Despite cool, damp weather in much of the country, hundreds of thousands of people are expected to participate in celebrations, including street parties, Sunday's flotilla and a Monday pop concert in front of Buckingham Palace featuring Elton John and Paul McCartney.
Jubilee events end Tuesday with a religious service at St. Paul's Cathedral, a carriage procession through the streets of London and the queen's appearance with her children, grandchildren and great-grandchildren on the palace balcony.
Prime Minister David Cameron — the 12th British leader of the queen's reign — paid tribute to the monarch's "extraordinary level of physical energy, mental energy, and above all devotion to her people, to the institutions of this country, to the way our democracy works."
Not everyone in Britain will be celebrating. The anti-monarchist group Republic plans a riverbank protest as the flotilla goes by on Sunday, followed by a pub night where royal refuseniks can drown their sorrows.
With pictures of the monarch splashed across newspaper front pages, the left-leaning Guardian provided a button on its website that removed all jubilee stories.
But many Britons embraced the jubilee spirit — a tribute to a monarch whose popularity cuts across all ages, social classes and political affiliations.
In a jubilee gift from Britain's politicians, lawmakers from the three main parties have backed a motion calling for the tower housing Big Ben — the beloved London bell that chimes the quarter hour — to be renamed in the queen's honour.
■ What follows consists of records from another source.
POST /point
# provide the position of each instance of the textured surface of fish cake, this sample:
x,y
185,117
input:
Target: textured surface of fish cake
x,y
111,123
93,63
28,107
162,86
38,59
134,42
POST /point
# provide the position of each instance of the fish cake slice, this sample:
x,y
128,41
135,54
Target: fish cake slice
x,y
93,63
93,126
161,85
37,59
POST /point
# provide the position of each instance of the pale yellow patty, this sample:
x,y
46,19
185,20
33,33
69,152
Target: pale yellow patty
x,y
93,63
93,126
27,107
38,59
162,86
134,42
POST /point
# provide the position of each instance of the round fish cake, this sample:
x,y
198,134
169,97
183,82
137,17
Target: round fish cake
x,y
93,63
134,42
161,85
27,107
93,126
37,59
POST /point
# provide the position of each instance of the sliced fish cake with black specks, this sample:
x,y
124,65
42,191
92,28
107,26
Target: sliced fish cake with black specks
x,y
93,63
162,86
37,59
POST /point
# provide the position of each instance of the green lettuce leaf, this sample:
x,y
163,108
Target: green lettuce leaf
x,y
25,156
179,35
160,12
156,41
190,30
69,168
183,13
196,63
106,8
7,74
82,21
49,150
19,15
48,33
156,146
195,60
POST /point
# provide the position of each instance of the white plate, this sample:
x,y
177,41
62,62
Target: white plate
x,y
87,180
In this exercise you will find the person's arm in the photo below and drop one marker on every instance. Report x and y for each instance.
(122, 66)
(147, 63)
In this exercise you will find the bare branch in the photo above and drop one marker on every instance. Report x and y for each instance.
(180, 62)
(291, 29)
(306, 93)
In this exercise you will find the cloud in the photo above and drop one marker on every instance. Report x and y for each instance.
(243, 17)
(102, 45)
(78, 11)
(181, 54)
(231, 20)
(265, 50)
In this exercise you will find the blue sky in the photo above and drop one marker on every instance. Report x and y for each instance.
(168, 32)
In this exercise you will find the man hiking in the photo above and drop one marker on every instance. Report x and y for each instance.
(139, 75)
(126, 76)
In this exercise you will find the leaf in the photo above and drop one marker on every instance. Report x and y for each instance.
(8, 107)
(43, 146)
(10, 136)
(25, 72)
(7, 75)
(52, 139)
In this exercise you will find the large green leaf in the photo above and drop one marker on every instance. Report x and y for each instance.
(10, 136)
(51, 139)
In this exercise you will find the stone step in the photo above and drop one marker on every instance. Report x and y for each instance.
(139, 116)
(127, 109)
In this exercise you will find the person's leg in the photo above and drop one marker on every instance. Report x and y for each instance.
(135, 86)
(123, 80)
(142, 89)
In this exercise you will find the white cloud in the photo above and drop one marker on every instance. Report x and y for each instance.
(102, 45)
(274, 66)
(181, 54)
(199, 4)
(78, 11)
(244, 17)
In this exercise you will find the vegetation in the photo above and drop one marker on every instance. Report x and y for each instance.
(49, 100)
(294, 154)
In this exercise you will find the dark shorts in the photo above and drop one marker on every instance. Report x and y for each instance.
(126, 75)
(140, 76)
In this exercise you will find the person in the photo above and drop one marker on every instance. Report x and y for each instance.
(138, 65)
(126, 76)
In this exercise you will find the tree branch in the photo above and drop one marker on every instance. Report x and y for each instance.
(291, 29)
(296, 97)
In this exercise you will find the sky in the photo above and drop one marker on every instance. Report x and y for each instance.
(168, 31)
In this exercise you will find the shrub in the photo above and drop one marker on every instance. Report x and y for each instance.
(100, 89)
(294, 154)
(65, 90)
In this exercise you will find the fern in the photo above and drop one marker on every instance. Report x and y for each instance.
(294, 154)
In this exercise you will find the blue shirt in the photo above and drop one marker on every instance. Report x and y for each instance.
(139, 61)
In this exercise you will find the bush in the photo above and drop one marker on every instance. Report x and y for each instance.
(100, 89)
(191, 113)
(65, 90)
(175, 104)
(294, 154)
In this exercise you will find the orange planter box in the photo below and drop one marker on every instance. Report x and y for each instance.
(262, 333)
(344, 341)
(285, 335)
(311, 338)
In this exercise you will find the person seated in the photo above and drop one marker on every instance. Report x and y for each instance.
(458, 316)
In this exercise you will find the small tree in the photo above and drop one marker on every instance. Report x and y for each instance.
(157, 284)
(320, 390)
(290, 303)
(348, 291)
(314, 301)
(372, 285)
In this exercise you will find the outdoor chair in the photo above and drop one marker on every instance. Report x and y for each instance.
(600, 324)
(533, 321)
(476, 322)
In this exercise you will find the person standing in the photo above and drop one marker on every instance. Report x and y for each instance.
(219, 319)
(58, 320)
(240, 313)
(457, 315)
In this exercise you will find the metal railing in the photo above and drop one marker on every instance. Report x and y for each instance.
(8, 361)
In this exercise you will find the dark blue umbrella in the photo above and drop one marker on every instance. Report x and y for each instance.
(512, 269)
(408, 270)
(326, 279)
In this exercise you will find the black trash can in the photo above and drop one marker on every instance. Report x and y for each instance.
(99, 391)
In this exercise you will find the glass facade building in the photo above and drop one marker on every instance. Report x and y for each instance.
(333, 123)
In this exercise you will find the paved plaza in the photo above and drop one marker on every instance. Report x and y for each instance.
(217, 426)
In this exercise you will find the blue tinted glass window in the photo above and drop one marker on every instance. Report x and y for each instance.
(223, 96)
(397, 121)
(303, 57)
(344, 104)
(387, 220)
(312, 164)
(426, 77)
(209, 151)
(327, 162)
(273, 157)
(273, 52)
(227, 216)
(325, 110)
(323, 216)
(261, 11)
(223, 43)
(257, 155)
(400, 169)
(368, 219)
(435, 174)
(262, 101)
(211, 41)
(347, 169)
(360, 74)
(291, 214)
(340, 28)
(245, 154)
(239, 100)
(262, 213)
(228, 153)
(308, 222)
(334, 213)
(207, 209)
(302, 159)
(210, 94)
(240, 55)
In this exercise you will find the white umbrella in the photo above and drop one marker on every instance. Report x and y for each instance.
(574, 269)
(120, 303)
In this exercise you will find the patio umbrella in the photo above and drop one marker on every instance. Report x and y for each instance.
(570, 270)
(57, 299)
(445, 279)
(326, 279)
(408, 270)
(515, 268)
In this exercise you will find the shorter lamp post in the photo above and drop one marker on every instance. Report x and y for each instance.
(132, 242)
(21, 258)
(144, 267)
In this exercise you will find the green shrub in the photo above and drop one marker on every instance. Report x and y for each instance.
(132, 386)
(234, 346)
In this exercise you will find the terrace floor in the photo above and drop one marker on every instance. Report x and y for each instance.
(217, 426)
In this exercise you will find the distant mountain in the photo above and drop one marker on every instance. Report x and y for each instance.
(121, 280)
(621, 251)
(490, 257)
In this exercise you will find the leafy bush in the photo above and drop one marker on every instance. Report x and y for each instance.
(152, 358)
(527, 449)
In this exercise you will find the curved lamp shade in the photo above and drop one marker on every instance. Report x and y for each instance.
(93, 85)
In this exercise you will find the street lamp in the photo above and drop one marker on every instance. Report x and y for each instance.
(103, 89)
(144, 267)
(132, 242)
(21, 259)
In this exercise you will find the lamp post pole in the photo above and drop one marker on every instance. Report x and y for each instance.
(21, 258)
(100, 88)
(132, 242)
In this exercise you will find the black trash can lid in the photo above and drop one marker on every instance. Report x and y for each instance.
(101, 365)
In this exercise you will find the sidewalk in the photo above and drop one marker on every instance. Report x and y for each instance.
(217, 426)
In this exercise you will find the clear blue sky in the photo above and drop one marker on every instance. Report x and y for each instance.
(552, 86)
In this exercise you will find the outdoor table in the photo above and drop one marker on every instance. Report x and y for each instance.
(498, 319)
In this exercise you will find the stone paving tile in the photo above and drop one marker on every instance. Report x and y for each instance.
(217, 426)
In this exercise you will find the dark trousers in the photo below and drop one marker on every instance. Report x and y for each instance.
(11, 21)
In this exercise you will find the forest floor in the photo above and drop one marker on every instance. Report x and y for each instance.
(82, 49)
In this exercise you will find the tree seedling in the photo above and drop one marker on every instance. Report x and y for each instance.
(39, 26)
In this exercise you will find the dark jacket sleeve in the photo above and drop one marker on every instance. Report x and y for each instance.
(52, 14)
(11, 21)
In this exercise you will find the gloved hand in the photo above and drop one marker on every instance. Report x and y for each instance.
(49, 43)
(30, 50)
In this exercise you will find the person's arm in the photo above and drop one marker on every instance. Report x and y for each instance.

More than half of legislators have signed a letter asking parliamentary authorities to consider renaming the east tower of the Houses of Parliament the Elizabeth Tower. It's currently called the Clock Tower.
While many Britons used the long weekend to relax — and an estimated 2 million left the country on vacation — writers and religious leaders used the occasion to reflect on how Britain has changed over the queen's reign, from a war-scarred imperial power to a middle-sized power with oversized cultural clout.
Archbishop of Canterbury Rowan Williams, spiritual head of the Anglican Church, expressed a widely held view when he said Britain had been lucky to have Elizabeth as monarch throughout a period of rapid change.
"It seems to me that what her importance has been for most people in this country has been as a sign of stability, a sign of some kind of security," Williams said in a jubilee video message.
"And that wouldn't have happened had she not been so profoundly committed at every point, so intelligently committed to understanding the society she was in, working with the flow of the changes that have taken place. To have someone who has been a symbol, a sign of stability through all that period is really a rather exceptional gift."
Some have speculated that as she ages the queen might abdicate in favour of her 63-year-old son, Prince Charles — or even her wildly popular grandson, Prince William.
Those who know her say that is unlikely.
"I think it's an absolutely absurd notion," former Prime Minister John Major told Sky News. "I have not a shadow of a doubt that given her health she will remain monarch for the rest of her life."